LJD: I did not really know what I was doing when I launched The Alpine Review, but what I knew was that I needed a voice and a way of connecting. I’m not into social media because I don’t like the immediacy these platforms require, or the constant connection, which I feel becomes a huge burden. But I suppose one needs to “exist” in the digital world beyond one’s LinkedIn profile, and for me the answer came—as it usually does—by thinking in contrarian fashion. And in this case, the idea was to start a print magazine. Not only did I really love the idea of making something tangible and beautiful, but also practically it was feasible to make a magazine. I could fund it myself, and once launched it did not require any maintenance aside from shipping sold copies. If I was lucky, some people would like it, and I would get accolades for a job well done. That was it. It helps that back then (and to this day) I am able to make a living in corporate circles as an adviser, which allows me the luxury of patience.

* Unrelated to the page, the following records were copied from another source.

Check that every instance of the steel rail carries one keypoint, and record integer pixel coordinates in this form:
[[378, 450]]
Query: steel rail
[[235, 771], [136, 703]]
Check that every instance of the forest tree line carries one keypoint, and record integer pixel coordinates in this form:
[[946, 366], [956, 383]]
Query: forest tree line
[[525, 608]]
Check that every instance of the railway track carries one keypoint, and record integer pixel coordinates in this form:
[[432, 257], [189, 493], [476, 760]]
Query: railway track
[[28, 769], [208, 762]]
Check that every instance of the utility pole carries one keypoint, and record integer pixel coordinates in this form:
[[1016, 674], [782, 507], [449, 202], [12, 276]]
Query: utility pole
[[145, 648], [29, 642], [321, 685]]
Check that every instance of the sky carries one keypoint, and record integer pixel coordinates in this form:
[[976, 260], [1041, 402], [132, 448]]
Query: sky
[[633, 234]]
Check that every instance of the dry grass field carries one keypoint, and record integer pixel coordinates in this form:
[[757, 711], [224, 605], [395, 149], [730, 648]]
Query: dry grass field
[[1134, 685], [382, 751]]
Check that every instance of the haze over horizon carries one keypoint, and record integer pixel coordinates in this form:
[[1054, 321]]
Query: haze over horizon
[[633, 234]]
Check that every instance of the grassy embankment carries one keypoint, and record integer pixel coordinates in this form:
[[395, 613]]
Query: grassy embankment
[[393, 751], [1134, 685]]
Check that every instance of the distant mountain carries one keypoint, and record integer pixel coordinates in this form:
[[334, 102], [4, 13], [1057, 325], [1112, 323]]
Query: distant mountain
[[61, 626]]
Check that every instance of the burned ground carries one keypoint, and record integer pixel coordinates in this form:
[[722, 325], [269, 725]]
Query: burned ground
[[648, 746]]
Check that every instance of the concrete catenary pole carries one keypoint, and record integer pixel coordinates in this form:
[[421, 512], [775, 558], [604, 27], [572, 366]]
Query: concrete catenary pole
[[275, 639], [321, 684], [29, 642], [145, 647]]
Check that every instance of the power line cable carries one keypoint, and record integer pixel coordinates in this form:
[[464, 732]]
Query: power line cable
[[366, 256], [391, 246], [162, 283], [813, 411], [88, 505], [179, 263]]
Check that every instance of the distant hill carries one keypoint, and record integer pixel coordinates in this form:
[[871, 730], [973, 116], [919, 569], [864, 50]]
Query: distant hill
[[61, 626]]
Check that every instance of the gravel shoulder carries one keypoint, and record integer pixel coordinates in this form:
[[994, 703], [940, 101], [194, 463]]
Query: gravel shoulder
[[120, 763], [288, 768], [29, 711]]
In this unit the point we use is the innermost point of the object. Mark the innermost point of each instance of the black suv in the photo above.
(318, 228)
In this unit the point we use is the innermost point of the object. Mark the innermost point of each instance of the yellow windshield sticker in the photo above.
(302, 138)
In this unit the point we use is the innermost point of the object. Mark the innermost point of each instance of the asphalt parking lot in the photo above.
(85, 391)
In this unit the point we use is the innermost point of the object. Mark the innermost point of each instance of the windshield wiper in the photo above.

NP: That's the thing, isn't it? When you do a project like that, you never really know what the benefit is going to be, so you have to be passionate about it, you have to believe in it in order to make it. Then, naturally, somewhere down the line, it has some benefit that you couldn't have possibly foreseen in some way.
PP: For me, it's the sense that in your professional experience there's something that you are driven to create. There's a gap that you're filling. Even if you can't figure out why exactly, you know that you're going to create something of worth there, and there are people out there that are probably asking the same questions.
LJD: Initially I had a lot of doubts over the investment I was making in this adventure. My daughter was six months old and I thought, "Oh my god! I'm spending all of that money. Their college education!" The thing is, personally, I felt there was a moment in my career where I needed to understand where I was going, and I said to myself, "I'm looking at the fundamentals of the economy and clearly I'm going to work until I'm seventy-five whether I like it or not. Work is not going away in ten or fifteen years. So what am I going to do?" I felt that for the next twenty years I needed to start building something that would allow me to connect with other people.
The return on investment for me, that's what helped make it work. I'm going to harvest the ROI over a twenty-five-year period.